Depersonalisation disorder can leave those affected seeing everyday life through a haze or fog. Believed to be a defence mechanism against anxiety or trauma, it makes you feel disconnected from the world around you. And although the condition affects approximately one in 100 people, there are few healthcare professionals who fully understand the disorder.
As reported by the BBC, the condition has left one woman unable to feel love for her own family. During one episode of the Victoria Derbyshire show, Sarah explained how she understands that she cares for her loved ones but only in an ‘academic’ way. She has experienced three chronic episodes of depersonalisation disorder and recalls how her own flat once felt like a film set with her possessions acting as mere props.
The condition can also lead people to experience everyday life in 2D. During the documentary, Sarah recalled one particularly terrifying moment.

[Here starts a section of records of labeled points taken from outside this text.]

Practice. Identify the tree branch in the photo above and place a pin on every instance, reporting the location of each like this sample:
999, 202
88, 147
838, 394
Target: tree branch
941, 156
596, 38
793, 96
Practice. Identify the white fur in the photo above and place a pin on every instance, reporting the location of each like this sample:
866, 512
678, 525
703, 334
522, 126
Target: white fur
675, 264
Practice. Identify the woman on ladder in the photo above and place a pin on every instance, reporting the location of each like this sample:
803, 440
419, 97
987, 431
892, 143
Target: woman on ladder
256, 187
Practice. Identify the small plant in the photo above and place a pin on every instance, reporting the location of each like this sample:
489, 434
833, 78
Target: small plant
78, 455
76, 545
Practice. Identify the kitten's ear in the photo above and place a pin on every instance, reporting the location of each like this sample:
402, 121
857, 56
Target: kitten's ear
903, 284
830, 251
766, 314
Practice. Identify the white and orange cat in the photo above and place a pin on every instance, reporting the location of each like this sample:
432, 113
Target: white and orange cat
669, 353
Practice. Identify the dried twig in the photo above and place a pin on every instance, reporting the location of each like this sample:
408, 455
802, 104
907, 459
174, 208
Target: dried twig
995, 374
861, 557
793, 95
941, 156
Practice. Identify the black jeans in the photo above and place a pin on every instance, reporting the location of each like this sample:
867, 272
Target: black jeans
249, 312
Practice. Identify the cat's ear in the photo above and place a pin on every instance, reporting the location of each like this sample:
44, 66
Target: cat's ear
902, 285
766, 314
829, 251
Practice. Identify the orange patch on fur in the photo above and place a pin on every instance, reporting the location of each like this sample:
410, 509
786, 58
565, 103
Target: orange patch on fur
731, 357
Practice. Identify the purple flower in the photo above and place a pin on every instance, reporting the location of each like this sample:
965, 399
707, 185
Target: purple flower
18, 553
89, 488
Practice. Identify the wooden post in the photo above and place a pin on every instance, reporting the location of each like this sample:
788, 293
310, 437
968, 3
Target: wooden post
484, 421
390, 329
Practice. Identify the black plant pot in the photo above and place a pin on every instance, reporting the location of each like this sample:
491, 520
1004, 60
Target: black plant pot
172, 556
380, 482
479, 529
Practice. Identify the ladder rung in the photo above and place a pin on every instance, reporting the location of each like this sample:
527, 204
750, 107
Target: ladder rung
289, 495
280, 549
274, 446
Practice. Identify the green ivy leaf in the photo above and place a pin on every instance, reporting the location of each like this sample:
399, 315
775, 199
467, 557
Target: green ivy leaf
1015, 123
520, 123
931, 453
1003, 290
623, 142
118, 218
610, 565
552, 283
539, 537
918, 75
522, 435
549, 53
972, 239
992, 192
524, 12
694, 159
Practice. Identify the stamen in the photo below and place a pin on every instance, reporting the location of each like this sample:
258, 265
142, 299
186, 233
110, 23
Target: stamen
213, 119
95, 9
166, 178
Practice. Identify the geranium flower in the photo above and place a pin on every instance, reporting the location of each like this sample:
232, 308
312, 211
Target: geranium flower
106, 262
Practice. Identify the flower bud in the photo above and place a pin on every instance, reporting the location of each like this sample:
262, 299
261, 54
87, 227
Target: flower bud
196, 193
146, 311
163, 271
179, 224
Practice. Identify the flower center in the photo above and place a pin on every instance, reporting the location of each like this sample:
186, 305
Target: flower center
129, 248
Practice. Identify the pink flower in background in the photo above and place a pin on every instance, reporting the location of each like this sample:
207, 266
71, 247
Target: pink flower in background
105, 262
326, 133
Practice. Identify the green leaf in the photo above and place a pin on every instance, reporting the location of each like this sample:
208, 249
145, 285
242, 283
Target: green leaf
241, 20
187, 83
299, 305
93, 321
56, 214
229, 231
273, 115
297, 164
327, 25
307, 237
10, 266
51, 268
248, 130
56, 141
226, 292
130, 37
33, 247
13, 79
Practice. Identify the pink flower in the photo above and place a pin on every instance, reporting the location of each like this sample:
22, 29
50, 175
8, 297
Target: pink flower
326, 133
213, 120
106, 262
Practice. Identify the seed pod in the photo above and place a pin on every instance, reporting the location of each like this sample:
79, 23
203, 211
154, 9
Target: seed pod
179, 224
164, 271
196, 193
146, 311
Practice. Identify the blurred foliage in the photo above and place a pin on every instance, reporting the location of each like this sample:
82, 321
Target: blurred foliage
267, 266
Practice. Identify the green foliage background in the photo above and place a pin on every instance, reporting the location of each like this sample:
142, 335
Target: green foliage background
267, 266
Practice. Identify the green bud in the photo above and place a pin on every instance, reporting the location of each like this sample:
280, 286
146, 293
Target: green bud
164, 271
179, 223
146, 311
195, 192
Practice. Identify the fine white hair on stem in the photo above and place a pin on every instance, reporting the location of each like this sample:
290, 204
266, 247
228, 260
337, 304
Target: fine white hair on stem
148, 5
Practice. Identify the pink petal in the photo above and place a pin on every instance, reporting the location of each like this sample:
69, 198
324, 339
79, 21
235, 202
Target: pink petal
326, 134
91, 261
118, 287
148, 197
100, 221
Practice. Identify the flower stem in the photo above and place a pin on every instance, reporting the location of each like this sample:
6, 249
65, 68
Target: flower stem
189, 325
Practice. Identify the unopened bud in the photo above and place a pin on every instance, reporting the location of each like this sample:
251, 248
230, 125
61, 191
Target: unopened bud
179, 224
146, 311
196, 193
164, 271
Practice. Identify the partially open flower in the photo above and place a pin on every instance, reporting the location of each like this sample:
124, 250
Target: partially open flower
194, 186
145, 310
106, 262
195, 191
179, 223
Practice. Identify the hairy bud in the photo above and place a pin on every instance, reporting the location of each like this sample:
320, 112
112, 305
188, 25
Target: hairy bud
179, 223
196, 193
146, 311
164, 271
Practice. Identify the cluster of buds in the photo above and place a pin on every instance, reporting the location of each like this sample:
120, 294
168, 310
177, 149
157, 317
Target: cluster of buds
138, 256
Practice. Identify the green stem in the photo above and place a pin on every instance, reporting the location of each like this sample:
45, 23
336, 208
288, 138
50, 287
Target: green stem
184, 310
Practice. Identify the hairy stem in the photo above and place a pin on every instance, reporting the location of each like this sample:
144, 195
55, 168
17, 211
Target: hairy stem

“I was reading, holding a book, and suddenly my hands looked like a picture of a pair of hands,” she explained. “I felt this separation between the physical world and my perception of it.”
Despite the condition affecting as many people as those with OCD and schizophrenia, depersonalisation disorder is surprisingly not taught as part of GP training.
Dr Elaine Hunter who runs the Depersonalisation Disorder Service at South London and Maudsley NHS Trust, explained the concerns she has for those suffering from the condition.
She told the BBC, “A lot of people now are finding out what their symptoms are through Googling. What could be really helpful is to have each of the mental health trusts across the country have one or two members of staff who are depersonalisation-derealisation leads.”
Currently, the service in South London helps patients suffering from the condition through cognitive behavioural therapy.
Further information including symptoms and treatments available for those with depersonalisation disorder can be found on the NHS website.